Fans of Russian novels will appreciate the analogy Harold Meyerson used to explain why the online publication he works for, The American Prospect, has stopped running those annoying programmatic ads that interrupt the flow of website content:
Let’s say you’re reading The Brothers Karamazov and wondering if Ivan will silently decide to let his illegitimate half-brother knock off their horrible old man. It’s gripping stuff, Dostoevsky is ratcheting up the tension, and the last thing you’d want is to turn the page and encounter an ad for a big sale on samovars. You don’t want a samovar, you don’t need a samovar and, what’s worse, the tale that Dostoyevsky has so brilliantly spun has abruptly ground to a halt.

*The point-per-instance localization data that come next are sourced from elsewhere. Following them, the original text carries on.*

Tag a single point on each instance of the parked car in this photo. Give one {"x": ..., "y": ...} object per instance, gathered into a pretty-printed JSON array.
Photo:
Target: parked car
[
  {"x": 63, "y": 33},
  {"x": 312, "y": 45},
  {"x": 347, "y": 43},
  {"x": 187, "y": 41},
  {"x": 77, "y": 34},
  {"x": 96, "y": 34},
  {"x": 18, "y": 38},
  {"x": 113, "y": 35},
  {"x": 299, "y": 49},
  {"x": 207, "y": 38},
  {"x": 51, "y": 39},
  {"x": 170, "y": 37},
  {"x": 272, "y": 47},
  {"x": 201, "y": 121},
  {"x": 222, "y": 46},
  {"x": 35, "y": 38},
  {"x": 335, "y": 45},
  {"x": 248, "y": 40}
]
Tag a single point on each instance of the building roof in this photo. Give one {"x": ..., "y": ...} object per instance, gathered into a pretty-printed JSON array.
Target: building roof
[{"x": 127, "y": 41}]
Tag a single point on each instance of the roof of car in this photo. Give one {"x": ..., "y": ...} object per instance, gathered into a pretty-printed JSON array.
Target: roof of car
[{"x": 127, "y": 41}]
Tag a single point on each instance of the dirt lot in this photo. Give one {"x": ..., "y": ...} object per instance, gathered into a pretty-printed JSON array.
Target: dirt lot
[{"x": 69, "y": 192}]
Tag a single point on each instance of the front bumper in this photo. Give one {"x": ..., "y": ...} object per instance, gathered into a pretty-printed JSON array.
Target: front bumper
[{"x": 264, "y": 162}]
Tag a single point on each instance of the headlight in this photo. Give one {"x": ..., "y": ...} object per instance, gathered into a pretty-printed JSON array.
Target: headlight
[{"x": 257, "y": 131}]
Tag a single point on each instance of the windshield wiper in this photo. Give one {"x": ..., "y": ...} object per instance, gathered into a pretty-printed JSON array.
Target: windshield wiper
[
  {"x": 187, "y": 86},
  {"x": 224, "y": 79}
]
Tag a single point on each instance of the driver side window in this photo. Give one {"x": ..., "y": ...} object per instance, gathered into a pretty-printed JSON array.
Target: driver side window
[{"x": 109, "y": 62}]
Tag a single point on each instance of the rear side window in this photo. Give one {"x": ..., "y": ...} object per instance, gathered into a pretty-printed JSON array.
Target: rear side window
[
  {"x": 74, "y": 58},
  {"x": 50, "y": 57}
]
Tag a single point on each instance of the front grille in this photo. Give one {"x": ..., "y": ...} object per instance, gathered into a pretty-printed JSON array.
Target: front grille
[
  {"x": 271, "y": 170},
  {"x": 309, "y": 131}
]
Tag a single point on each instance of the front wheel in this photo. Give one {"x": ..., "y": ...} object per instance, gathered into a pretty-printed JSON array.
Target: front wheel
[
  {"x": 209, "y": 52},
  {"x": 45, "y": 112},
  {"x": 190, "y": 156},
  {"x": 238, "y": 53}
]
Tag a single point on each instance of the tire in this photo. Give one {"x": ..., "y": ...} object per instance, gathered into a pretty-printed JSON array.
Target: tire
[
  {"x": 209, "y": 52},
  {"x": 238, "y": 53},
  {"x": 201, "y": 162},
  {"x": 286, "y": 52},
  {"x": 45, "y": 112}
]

Meyerson and a few other online publications are swimming against the tide. The corporate advertising machine is polluting the Internet as thoroughly as it polluted other mediums, especially TV. You’re trying to watch a news show. You don’t want a weight-loss drug, you don’t need a weight-loss drug, but the machine pitches it anyway because some other TV watchers will jump at the chance to buy it, even after the pitchman lists the drug’s potentially gruesome side effects. And then there are ten more ads to sit through before the news show resumes.
“So what are you raving about?” my neighbor Swamp Rabbit shouted from his front porch. “Everything’s for sale — junk food, booze, cars, hair-grow pills. Why single out weight-loss drugs?”
I was about to answer but Victor Cortez, Swamp Rabbit’s parole officer, beat me to it. He said drug ads are the worst. Pharma companies are creating drugs for every malady known to Man. They’re running out of goofy names for new drugs, there are so many of them. They’re making big money, and the TV overlords get a cut of the profits.
“It used to be that pharma sent good looking women to sell drugs directly to doctors at their offices,” Victor explained. “Now it’s all done remotely. The peddlers know which TV shows the old folks watch and they snow them under with drug ads. Then the old folks ask the doctors to score for them.”
“But you’re right, pharma is just the tip of the iceberg,” he added. “Junk food companies target kids’ shows. Football fans are bombarded with beer and cars and erectile dysfunction. Women’s shows push underwear and perfume — and weight-loss drugs, of course. Product placement was always important, but it’s a science in the AI age.”
“The science of constant distraction from anything that might hold our attention and compel us to think,” I said. “It’s called consumerism. Its practitioners rule the world.”
“I’m thinking of the movie Network,” I added. “The part where Harold Beale warns the audience to turn off their TV sets.”
Swamp Rabbit, who’d been silent, suddenly spoke up. “I don’t know about TV, but that book where the half-brother kills the old man is really long. A couple ads wouldn’t spoil it.”